Wakil Ketua DPR RI yang juga Ketua Tim Pengawas Otonomi Khusus Papua, Fadli Zon, menyatakan bahwa Kejadian Luar Biasa (KLB) campak dan malnutrisi di Asmat, Papua, adalah puncak gunung es masalah malnutrisi di Indonesia. Sama sekali tak ada kaitan dengan manajemen dana otonomi khusus (otsus) Papua, walau hal terakhir ini juga perlu segera dibenahi.
Kata Fadli, bagi pihaknya, soal KLB di Asmat dan dana otsus adalah dua hal berbeda.
Sekedar informasi, kata dia, berdasar data World Bank, 37 persen anak Indonesia memang mengalami malnutrisi, dan menjadi salah satu negara terburuk di dunia. Artinya, malnutrisi itu tak hanya terjadi di Asmat, namun juga di wilayah lain termasuk Jakarta.
“Jadi yang di Asmat hanya yang tampak, sebuah fenomena gunung es masalah sejenis di Indonesia,” kata Fadli, Sabtu (3/2).
Data World Bank itu sudah diakui oleh Kementerian Sosial, kata Fadli. Karena malnutrisi, maka anak di Asmat mudah terserang penyakit, termasuk campak. Fadli mengaku sudah bertanya kepada Kementerian Kesehatan dan ada pengakuan bahwa campak sebenarnya penyakit ringan dan seharusnya tak pernah muncul lagi di jaman ini.
“Tapi kok bisa muncul dan ada korban jiwa?
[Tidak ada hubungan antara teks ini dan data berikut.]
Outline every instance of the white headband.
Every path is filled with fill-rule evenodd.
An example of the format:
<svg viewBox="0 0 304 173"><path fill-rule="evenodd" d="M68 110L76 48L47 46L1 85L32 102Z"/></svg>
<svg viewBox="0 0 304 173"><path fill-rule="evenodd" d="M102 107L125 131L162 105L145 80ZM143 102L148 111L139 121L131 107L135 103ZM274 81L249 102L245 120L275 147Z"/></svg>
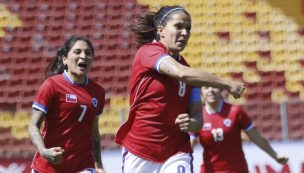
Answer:
<svg viewBox="0 0 304 173"><path fill-rule="evenodd" d="M173 8L172 10L168 11L168 12L163 16L163 18L159 21L159 25L163 22L163 20L164 20L170 13L172 13L173 11L177 11L177 10L184 10L184 8L182 8L182 7L177 7L177 8Z"/></svg>

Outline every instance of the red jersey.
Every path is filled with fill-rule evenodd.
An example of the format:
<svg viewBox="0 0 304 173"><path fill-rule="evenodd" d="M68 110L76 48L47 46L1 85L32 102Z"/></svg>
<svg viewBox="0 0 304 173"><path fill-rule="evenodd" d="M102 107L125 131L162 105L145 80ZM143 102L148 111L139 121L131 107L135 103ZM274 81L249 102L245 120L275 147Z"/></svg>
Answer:
<svg viewBox="0 0 304 173"><path fill-rule="evenodd" d="M252 128L247 114L222 101L216 113L204 107L203 115L204 125L198 133L204 147L201 173L248 173L241 140L241 130Z"/></svg>
<svg viewBox="0 0 304 173"><path fill-rule="evenodd" d="M32 168L39 173L94 168L92 128L103 111L104 97L104 89L91 80L76 84L66 73L48 78L38 90L33 108L46 113L42 128L46 148L62 147L64 161L54 165L36 152Z"/></svg>
<svg viewBox="0 0 304 173"><path fill-rule="evenodd" d="M177 116L187 112L192 87L159 73L164 58L172 57L159 42L148 43L136 53L129 118L116 134L117 143L154 162L164 162L178 152L192 152L189 135L175 125ZM181 56L177 61L188 66Z"/></svg>

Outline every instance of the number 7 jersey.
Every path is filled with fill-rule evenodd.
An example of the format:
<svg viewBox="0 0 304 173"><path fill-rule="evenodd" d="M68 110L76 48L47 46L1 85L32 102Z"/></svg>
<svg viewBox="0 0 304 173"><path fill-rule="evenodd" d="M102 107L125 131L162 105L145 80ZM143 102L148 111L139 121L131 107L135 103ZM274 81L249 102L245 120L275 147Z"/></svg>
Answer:
<svg viewBox="0 0 304 173"><path fill-rule="evenodd" d="M94 167L92 128L95 117L103 111L104 97L105 91L98 84L91 80L85 84L73 83L66 72L48 78L41 85L33 108L46 114L42 128L45 146L62 147L65 152L64 162L59 165L50 165L37 152L34 169L53 172L55 167L71 172L75 168L76 172Z"/></svg>

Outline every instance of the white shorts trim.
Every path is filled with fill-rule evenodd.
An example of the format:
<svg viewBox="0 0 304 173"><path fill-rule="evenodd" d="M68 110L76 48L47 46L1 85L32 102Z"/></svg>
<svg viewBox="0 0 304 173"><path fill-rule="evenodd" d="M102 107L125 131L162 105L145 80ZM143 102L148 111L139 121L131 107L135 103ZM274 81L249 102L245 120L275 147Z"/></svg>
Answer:
<svg viewBox="0 0 304 173"><path fill-rule="evenodd" d="M96 173L94 168L86 168L82 171L80 171L79 173Z"/></svg>

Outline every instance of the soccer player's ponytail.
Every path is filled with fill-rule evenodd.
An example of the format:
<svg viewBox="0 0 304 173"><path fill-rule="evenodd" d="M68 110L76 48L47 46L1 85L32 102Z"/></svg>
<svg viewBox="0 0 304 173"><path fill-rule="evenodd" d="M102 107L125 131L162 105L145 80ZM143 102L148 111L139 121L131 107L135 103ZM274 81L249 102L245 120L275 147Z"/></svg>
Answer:
<svg viewBox="0 0 304 173"><path fill-rule="evenodd" d="M64 70L67 69L67 66L63 64L62 58L63 56L67 56L67 53L64 53L63 48L57 50L56 58L49 63L45 70L45 78L49 78L56 74L61 74Z"/></svg>
<svg viewBox="0 0 304 173"><path fill-rule="evenodd" d="M138 46L152 42L157 37L157 25L155 22L156 13L148 12L139 15L135 23L129 26L133 32Z"/></svg>

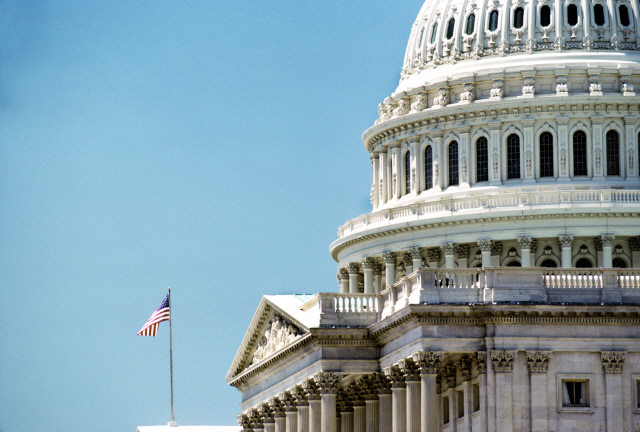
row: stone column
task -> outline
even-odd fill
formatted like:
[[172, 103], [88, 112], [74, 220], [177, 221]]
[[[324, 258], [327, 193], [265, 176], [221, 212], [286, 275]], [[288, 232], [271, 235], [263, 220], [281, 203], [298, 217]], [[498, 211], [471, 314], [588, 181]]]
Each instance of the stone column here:
[[378, 386], [372, 377], [367, 376], [358, 381], [365, 403], [364, 432], [379, 432]]
[[348, 293], [349, 292], [349, 273], [347, 272], [347, 269], [342, 267], [340, 270], [338, 270], [338, 274], [336, 276], [338, 277], [338, 283], [340, 284], [340, 292]]
[[268, 404], [262, 404], [258, 407], [258, 414], [262, 418], [262, 424], [264, 426], [264, 432], [275, 432], [276, 423], [273, 417], [273, 412]]
[[251, 410], [251, 430], [253, 432], [264, 432], [264, 423], [258, 409]]
[[455, 268], [455, 261], [454, 261], [454, 252], [455, 252], [455, 247], [453, 246], [452, 243], [444, 243], [442, 245], [442, 251], [444, 252], [444, 266], [446, 268]]
[[413, 271], [422, 267], [422, 251], [420, 248], [414, 247], [409, 249], [409, 255], [411, 256]]
[[336, 404], [340, 413], [340, 432], [353, 432], [353, 407], [344, 392], [338, 392]]
[[445, 366], [443, 372], [443, 380], [447, 386], [444, 395], [449, 398], [449, 432], [457, 432], [458, 430], [458, 398], [456, 392], [456, 368], [453, 366]]
[[397, 366], [389, 366], [384, 373], [391, 381], [391, 431], [405, 432], [407, 428], [407, 388], [404, 375]]
[[600, 240], [602, 241], [602, 267], [611, 268], [613, 266], [613, 257], [611, 254], [611, 246], [613, 246], [613, 240], [616, 238], [614, 235], [602, 234]]
[[378, 428], [380, 432], [389, 432], [392, 428], [391, 383], [384, 373], [374, 375], [378, 387]]
[[347, 271], [349, 272], [349, 293], [357, 294], [358, 293], [358, 274], [360, 273], [360, 264], [357, 262], [349, 263], [347, 267]]
[[285, 416], [282, 402], [278, 398], [271, 398], [269, 399], [269, 406], [276, 421], [275, 432], [286, 432], [287, 417]]
[[290, 392], [280, 393], [279, 399], [284, 406], [286, 419], [285, 431], [297, 432], [298, 430], [298, 409], [296, 408], [296, 398]]
[[491, 363], [495, 373], [496, 430], [513, 431], [513, 390], [511, 372], [516, 351], [491, 351]]
[[[588, 9], [588, 8], [583, 8]], [[591, 148], [593, 155], [591, 160], [593, 161], [593, 180], [604, 180], [604, 163], [605, 155], [602, 144], [602, 122], [604, 116], [594, 115], [591, 117], [591, 136], [592, 143]]]
[[296, 398], [296, 408], [298, 409], [298, 425], [296, 427], [298, 432], [309, 432], [309, 401], [307, 399], [307, 392], [300, 385], [296, 386], [292, 392]]
[[482, 252], [482, 267], [491, 267], [491, 240], [478, 240]]
[[[626, 353], [603, 351], [600, 353], [604, 370], [606, 394], [607, 432], [621, 431], [622, 425], [622, 366]], [[635, 391], [635, 388], [632, 390]], [[591, 401], [593, 405], [595, 401]]]
[[374, 290], [376, 293], [382, 291], [382, 264], [377, 262], [373, 266], [373, 281], [374, 281]]
[[411, 356], [420, 368], [420, 432], [437, 432], [438, 424], [438, 367], [444, 354], [418, 351]]
[[363, 400], [353, 402], [353, 432], [366, 432], [367, 405]]
[[571, 268], [571, 246], [573, 245], [573, 236], [560, 236], [560, 247], [562, 248], [562, 268]]
[[474, 364], [478, 369], [478, 381], [480, 387], [480, 427], [476, 431], [473, 432], [487, 432], [487, 353], [486, 352], [477, 352], [474, 356]]
[[502, 253], [502, 242], [491, 242], [491, 265], [493, 267], [500, 266], [500, 254]]
[[527, 236], [522, 236], [518, 239], [518, 243], [520, 243], [520, 257], [522, 259], [522, 267], [534, 267], [531, 262], [531, 242], [532, 238]]
[[[336, 427], [336, 394], [340, 375], [333, 372], [318, 372], [313, 376], [313, 380], [320, 388], [321, 400], [321, 432], [337, 432]], [[278, 431], [276, 431], [278, 432]]]
[[473, 163], [469, 153], [469, 134], [471, 128], [461, 128], [458, 130], [460, 133], [460, 187], [469, 187], [469, 165]]
[[524, 142], [522, 143], [523, 155], [521, 156], [522, 160], [524, 160], [524, 165], [520, 167], [520, 176], [524, 178], [524, 182], [533, 183], [536, 180], [536, 151], [534, 150], [534, 136], [533, 136], [533, 125], [535, 123], [535, 119], [523, 119], [522, 124], [524, 126]]
[[378, 175], [380, 173], [380, 168], [378, 167], [378, 164], [378, 154], [374, 153], [371, 155], [371, 206], [374, 210], [380, 205], [380, 188], [378, 187]]
[[241, 432], [251, 431], [251, 417], [249, 417], [248, 414], [249, 413], [244, 412], [236, 416], [236, 421], [238, 422], [238, 425], [242, 428]]
[[456, 369], [462, 377], [462, 391], [464, 394], [464, 429], [471, 431], [473, 413], [473, 386], [471, 384], [471, 359], [463, 357], [456, 362]]
[[364, 269], [364, 293], [373, 294], [373, 268], [376, 265], [374, 257], [367, 257], [362, 260], [362, 268]]
[[321, 432], [320, 390], [313, 380], [303, 381], [302, 388], [307, 393], [309, 401], [309, 432]]
[[393, 198], [397, 199], [402, 196], [402, 149], [396, 144], [391, 152], [393, 161], [393, 174], [391, 177], [391, 181], [393, 182]]
[[420, 160], [418, 156], [418, 138], [409, 139], [409, 152], [411, 158], [411, 191], [407, 191], [407, 194], [411, 193], [412, 195], [417, 195], [420, 193], [420, 183], [418, 182], [418, 162]]
[[457, 244], [456, 251], [458, 252], [458, 268], [469, 268], [469, 245]]
[[500, 160], [502, 154], [502, 143], [500, 142], [501, 123], [491, 122], [489, 127], [491, 128], [491, 135], [489, 139], [489, 184], [493, 186], [502, 184], [502, 176], [500, 174]]
[[432, 136], [433, 139], [433, 188], [434, 191], [441, 191], [444, 188], [442, 163], [442, 132], [439, 135]]
[[380, 205], [387, 202], [387, 153], [380, 152], [378, 155], [378, 169], [380, 171], [378, 180], [378, 195], [380, 196]]
[[386, 272], [385, 288], [396, 282], [396, 254], [393, 252], [384, 252], [382, 254]]
[[547, 371], [551, 351], [527, 351], [527, 369], [531, 378], [531, 432], [547, 432]]
[[[633, 9], [633, 8], [632, 8]], [[636, 127], [638, 125], [637, 118], [625, 118], [624, 119], [624, 135], [626, 137], [626, 165], [627, 169], [625, 170], [627, 181], [638, 181], [638, 163], [640, 163], [640, 155], [638, 155], [638, 145], [637, 139], [638, 134], [635, 133]], [[624, 160], [623, 159], [623, 160]]]
[[[558, 13], [556, 9], [556, 13]], [[558, 28], [558, 27], [556, 27]], [[569, 173], [569, 116], [558, 116], [556, 121], [558, 122], [558, 157], [556, 162], [555, 171], [558, 173], [558, 178], [568, 179], [572, 173]]]
[[420, 374], [412, 359], [398, 362], [400, 371], [404, 374], [407, 385], [406, 432], [420, 432]]

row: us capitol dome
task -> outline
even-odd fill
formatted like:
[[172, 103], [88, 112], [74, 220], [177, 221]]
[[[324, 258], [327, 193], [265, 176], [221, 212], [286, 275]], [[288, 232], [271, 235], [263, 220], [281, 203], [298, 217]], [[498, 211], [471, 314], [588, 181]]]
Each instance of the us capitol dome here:
[[243, 430], [640, 430], [639, 9], [424, 3], [338, 289], [264, 296], [227, 374]]

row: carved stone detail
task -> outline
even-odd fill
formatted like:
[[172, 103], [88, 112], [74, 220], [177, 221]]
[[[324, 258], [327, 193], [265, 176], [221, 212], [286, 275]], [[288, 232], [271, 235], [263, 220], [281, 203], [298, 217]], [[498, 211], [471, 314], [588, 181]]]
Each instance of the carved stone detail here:
[[404, 374], [398, 366], [387, 366], [384, 368], [384, 374], [391, 381], [391, 387], [406, 387]]
[[440, 363], [444, 358], [444, 353], [434, 351], [418, 351], [417, 353], [413, 354], [411, 358], [413, 358], [414, 363], [418, 366], [418, 368], [420, 368], [421, 374], [436, 374], [438, 373], [438, 368], [440, 367]]
[[477, 352], [474, 355], [474, 363], [476, 368], [478, 369], [479, 374], [487, 373], [487, 353], [486, 352]]
[[602, 246], [611, 246], [613, 244], [613, 241], [615, 240], [616, 236], [611, 235], [611, 234], [602, 234], [600, 236], [600, 241]]
[[394, 264], [396, 263], [396, 254], [394, 252], [383, 252], [382, 259], [385, 264]]
[[454, 366], [445, 366], [442, 370], [442, 376], [447, 384], [447, 388], [456, 387], [456, 368]]
[[398, 108], [393, 110], [393, 117], [400, 117], [409, 113], [409, 101], [402, 98], [398, 101]]
[[391, 393], [391, 382], [389, 382], [389, 379], [384, 372], [375, 373], [373, 375], [373, 379], [376, 383], [376, 387], [378, 388], [378, 394]]
[[338, 277], [338, 280], [349, 280], [349, 272], [347, 271], [346, 267], [341, 267], [340, 270], [338, 270], [338, 274], [336, 275]]
[[420, 92], [416, 95], [416, 101], [411, 104], [411, 111], [420, 112], [427, 109], [427, 96]]
[[553, 357], [551, 351], [527, 351], [527, 369], [530, 373], [547, 373], [549, 360]]
[[600, 75], [589, 75], [589, 94], [591, 96], [602, 96]]
[[602, 351], [602, 369], [606, 374], [621, 374], [627, 353], [621, 351]]
[[335, 372], [318, 372], [313, 376], [313, 380], [320, 389], [321, 394], [338, 392], [341, 374]]
[[560, 242], [560, 247], [571, 247], [573, 245], [573, 236], [563, 235], [558, 237], [558, 241]]
[[502, 99], [502, 96], [504, 95], [504, 92], [502, 90], [502, 80], [493, 80], [492, 86], [493, 88], [489, 92], [489, 96], [491, 97], [491, 99]]
[[464, 91], [460, 93], [461, 102], [473, 102], [476, 99], [476, 88], [473, 83], [465, 83]]
[[522, 84], [522, 96], [533, 96], [536, 94], [535, 78], [525, 77]]
[[445, 255], [453, 255], [455, 251], [455, 246], [453, 245], [453, 243], [444, 243], [441, 245], [441, 247]]
[[515, 351], [491, 351], [491, 368], [495, 373], [511, 373], [515, 356]]
[[362, 260], [362, 267], [365, 270], [373, 270], [376, 265], [376, 259], [374, 257], [366, 257]]
[[433, 98], [433, 105], [446, 106], [449, 103], [449, 90], [446, 87], [440, 87], [438, 89], [438, 96]]
[[420, 381], [420, 373], [418, 367], [412, 359], [402, 359], [398, 362], [400, 371], [404, 374], [406, 381]]
[[531, 249], [533, 239], [531, 237], [522, 236], [518, 239], [518, 243], [520, 244], [520, 249]]
[[564, 95], [569, 93], [569, 86], [567, 85], [567, 76], [558, 75], [556, 77], [556, 94]]
[[358, 274], [358, 272], [360, 271], [360, 263], [351, 262], [349, 263], [347, 268], [349, 269], [349, 274]]
[[456, 362], [456, 368], [460, 371], [462, 382], [471, 381], [471, 359], [462, 357]]
[[482, 252], [490, 252], [491, 240], [478, 240], [478, 247]]
[[469, 258], [469, 245], [457, 245], [458, 258]]
[[501, 253], [502, 253], [502, 242], [499, 242], [499, 241], [491, 242], [491, 255], [500, 256]]
[[307, 400], [320, 400], [320, 389], [316, 385], [313, 379], [308, 379], [302, 382], [302, 389], [307, 394]]
[[262, 338], [258, 341], [250, 366], [260, 363], [276, 351], [295, 342], [301, 337], [301, 334], [302, 331], [298, 327], [287, 322], [281, 316], [275, 315], [267, 324]]

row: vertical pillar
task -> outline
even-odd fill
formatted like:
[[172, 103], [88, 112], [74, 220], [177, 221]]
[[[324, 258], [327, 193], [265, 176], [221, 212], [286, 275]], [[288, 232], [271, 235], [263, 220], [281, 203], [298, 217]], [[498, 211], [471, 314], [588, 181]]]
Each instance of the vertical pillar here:
[[[464, 419], [463, 429], [471, 431], [472, 419], [471, 413], [473, 412], [473, 387], [471, 385], [471, 359], [463, 357], [456, 363], [456, 368], [460, 372], [462, 378], [462, 391], [464, 395]], [[458, 401], [460, 403], [460, 401]]]
[[533, 183], [536, 178], [536, 145], [534, 143], [533, 124], [535, 119], [527, 118], [522, 120], [524, 126], [524, 142], [522, 143], [524, 165], [520, 167], [520, 175], [524, 178], [524, 182]]
[[287, 417], [284, 414], [284, 408], [279, 398], [269, 399], [269, 406], [273, 410], [273, 417], [275, 418], [275, 432], [286, 432]]
[[405, 432], [407, 427], [407, 388], [404, 375], [397, 366], [384, 369], [391, 381], [391, 431]]
[[251, 430], [253, 432], [264, 432], [264, 423], [258, 409], [251, 410]]
[[296, 398], [296, 408], [298, 409], [297, 432], [309, 432], [309, 401], [305, 389], [300, 385], [293, 390]]
[[602, 359], [602, 369], [604, 370], [607, 432], [621, 431], [624, 429], [622, 424], [623, 403], [621, 374], [626, 353], [620, 351], [603, 351], [600, 353], [600, 356]]
[[349, 293], [356, 294], [358, 293], [358, 274], [360, 273], [360, 264], [357, 262], [349, 263], [348, 272], [349, 272]]
[[613, 246], [613, 240], [616, 236], [611, 234], [602, 234], [600, 239], [602, 240], [602, 267], [613, 267], [613, 257], [611, 253], [611, 246]]
[[433, 138], [433, 188], [441, 191], [444, 188], [444, 175], [442, 173], [442, 133], [432, 135]]
[[496, 381], [496, 430], [500, 432], [513, 431], [511, 372], [513, 372], [515, 357], [515, 351], [491, 351], [491, 363]]
[[420, 250], [420, 248], [414, 247], [409, 249], [409, 255], [411, 256], [413, 271], [416, 271], [420, 267], [422, 267], [422, 251]]
[[380, 432], [388, 432], [392, 428], [391, 419], [391, 383], [384, 373], [375, 374], [378, 387], [378, 428]]
[[238, 425], [242, 428], [241, 432], [251, 431], [251, 417], [249, 416], [249, 413], [244, 412], [242, 414], [238, 414], [236, 416], [236, 420]]
[[347, 272], [347, 269], [342, 267], [340, 270], [338, 270], [338, 274], [336, 276], [338, 277], [338, 283], [340, 284], [340, 292], [348, 293], [349, 292], [349, 273]]
[[262, 418], [264, 432], [275, 432], [276, 424], [273, 418], [273, 412], [268, 404], [262, 404], [258, 407], [258, 414]]
[[387, 202], [387, 153], [380, 152], [378, 154], [378, 196], [380, 197], [379, 204], [382, 205]]
[[487, 393], [487, 353], [477, 352], [474, 356], [474, 364], [478, 370], [478, 381], [480, 390], [480, 427], [478, 430], [474, 429], [473, 432], [487, 432], [489, 430], [487, 425], [488, 417], [488, 393]]
[[362, 268], [364, 269], [364, 293], [373, 294], [373, 268], [376, 265], [376, 259], [367, 257], [362, 260]]
[[384, 259], [386, 274], [385, 287], [388, 287], [396, 282], [396, 254], [393, 252], [384, 252], [382, 258]]
[[420, 182], [418, 181], [418, 138], [412, 138], [409, 140], [409, 151], [411, 154], [411, 193], [412, 195], [417, 195], [420, 193]]
[[[588, 8], [588, 7], [587, 7]], [[583, 7], [583, 9], [585, 9]], [[602, 144], [602, 122], [604, 116], [595, 115], [591, 117], [591, 137], [593, 156], [593, 180], [604, 180], [604, 147]]]
[[320, 390], [313, 380], [303, 381], [302, 388], [307, 393], [307, 401], [309, 402], [309, 432], [321, 432]]
[[452, 243], [444, 243], [442, 245], [442, 250], [444, 251], [444, 266], [446, 268], [454, 268], [455, 265], [455, 261], [454, 261], [454, 251], [455, 248], [453, 246]]
[[531, 432], [547, 432], [547, 371], [551, 351], [527, 351], [527, 369], [531, 378]]
[[320, 389], [320, 432], [338, 432], [336, 431], [336, 394], [340, 375], [333, 372], [318, 372], [313, 376], [313, 380]]
[[[560, 10], [556, 8], [556, 15], [560, 14]], [[562, 27], [556, 27], [556, 29], [560, 29]], [[555, 171], [558, 173], [558, 178], [567, 180], [569, 179], [569, 116], [558, 116], [556, 117], [556, 121], [558, 122], [558, 157], [555, 157], [556, 166]]]
[[407, 402], [406, 402], [406, 432], [420, 432], [420, 375], [418, 368], [412, 359], [403, 359], [398, 362], [400, 371], [404, 374]]
[[391, 149], [391, 181], [392, 181], [392, 195], [393, 198], [398, 199], [402, 196], [402, 149], [396, 144]]
[[640, 163], [640, 155], [638, 154], [638, 150], [640, 149], [638, 148], [638, 143], [636, 141], [638, 139], [638, 134], [635, 132], [637, 126], [637, 118], [630, 117], [624, 119], [626, 153], [623, 154], [627, 155], [627, 169], [625, 172], [627, 174], [627, 181], [633, 182], [638, 181], [638, 164]]
[[443, 379], [447, 385], [444, 392], [445, 397], [449, 398], [449, 432], [457, 432], [458, 430], [458, 398], [456, 392], [456, 368], [453, 366], [445, 366]]
[[456, 245], [458, 253], [458, 268], [469, 268], [469, 245]]
[[380, 205], [380, 187], [378, 187], [378, 176], [380, 175], [378, 154], [371, 155], [371, 207], [375, 210]]
[[437, 432], [438, 424], [438, 367], [444, 354], [418, 351], [411, 356], [420, 368], [420, 432]]
[[373, 285], [376, 293], [382, 291], [382, 264], [376, 261], [376, 264], [373, 266]]
[[[364, 429], [362, 431], [356, 430], [356, 432], [379, 432], [379, 410], [378, 410], [378, 395], [376, 394], [377, 384], [371, 376], [367, 376], [366, 379], [361, 379], [358, 382], [358, 386], [362, 392], [364, 399]], [[355, 428], [354, 428], [355, 429]]]
[[482, 252], [482, 267], [491, 267], [491, 240], [478, 240]]
[[573, 245], [573, 236], [560, 236], [559, 241], [560, 247], [562, 248], [562, 268], [571, 268], [571, 246]]
[[367, 406], [362, 400], [353, 403], [353, 432], [366, 432]]
[[502, 152], [500, 142], [500, 122], [492, 122], [489, 127], [489, 184], [500, 185], [502, 184], [502, 177], [500, 175], [500, 159]]
[[[295, 391], [295, 389], [294, 389]], [[296, 408], [296, 398], [291, 392], [282, 392], [278, 395], [282, 402], [285, 415], [285, 432], [297, 432], [298, 430], [298, 409]]]
[[471, 183], [469, 180], [469, 165], [472, 163], [472, 159], [469, 153], [469, 134], [471, 128], [459, 129], [460, 133], [460, 187], [469, 187]]
[[345, 394], [338, 393], [337, 406], [340, 412], [340, 432], [353, 432], [353, 407]]
[[533, 239], [527, 236], [522, 236], [518, 239], [518, 243], [520, 243], [520, 259], [522, 260], [522, 267], [533, 267], [531, 262], [532, 241]]

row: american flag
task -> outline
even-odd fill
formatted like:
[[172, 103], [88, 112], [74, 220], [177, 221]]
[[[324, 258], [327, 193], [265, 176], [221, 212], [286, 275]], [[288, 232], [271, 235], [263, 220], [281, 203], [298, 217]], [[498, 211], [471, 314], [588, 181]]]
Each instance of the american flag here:
[[158, 326], [162, 321], [167, 321], [171, 317], [171, 308], [169, 307], [169, 294], [162, 300], [160, 307], [151, 315], [142, 329], [136, 336], [155, 336], [158, 333]]

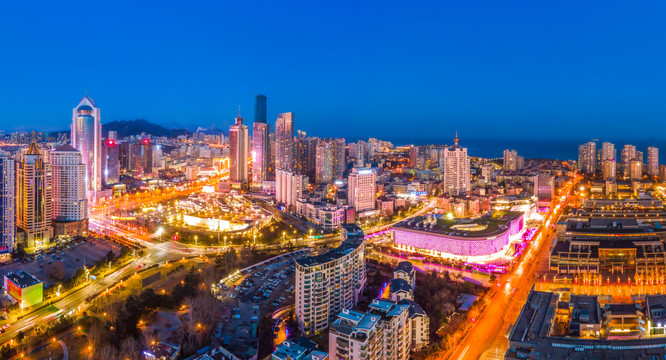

Jadi ada atau tidak ada dana otsus Papua, masalah ini sebenarnya tak boleh terjadi. Ini soal vaksinasi, sanitasi, kebersihan, dan gizi,” kata dia.
Walau demikian, diakui dia juga bahwa soal dana otsus memang perlu juga diperhatikan. Sejak UU Otsus Papua disahkan pada 2001, sudah ada dana lebih dari Rp 60 triliun yang digelontorkan Pemerintahan Pusat ke Papua. Tahun lalu, angkanya adalah Rp5,6 triliun.
Kata Fadli, penggunaan dana otsus itu memang perlu dievaluasi, dan itu adalah domain pemerintah untuk mengerjakannya. Semisal, sebenarnya salah satu amanat UU Otsus adalah dibuatnya peraturan daerah khusus (perdassus) soal dana otsus. Namun sampai sekarang itu tak pernah ada.
“Kami sudah usul beberapa kementerian terkait mengatur penggunaan dana otsus. Sekarang dananya ada yang dibagi di pusat sekian persen, di kabupaten kota ada sekian persen. Belum ada standar penggunaan dana otsus,” jelasnya.
“Belum lagi soal efektivitasnya, apakah tepat sasaran, dan sebagainya. Ini harus dibuat standarnya.”
Tim Pengawas Otsus Papua di DPR sudah banyak mengusulkan langkah ke pemerintah, namun eksekusi tak kelihatan. Kata dia, domain utama DPR adalah legislasi, dan sudah mengusulkan adanya revisi UU Otsus supaya memperbaiki praktik yang kini berlangsung. Tapi pemerintah belum mau karena belum siap.
“Kita sudah usulkan selama dua tahun ini. Pemerintah yang belum siap,” kata Fadli Zon.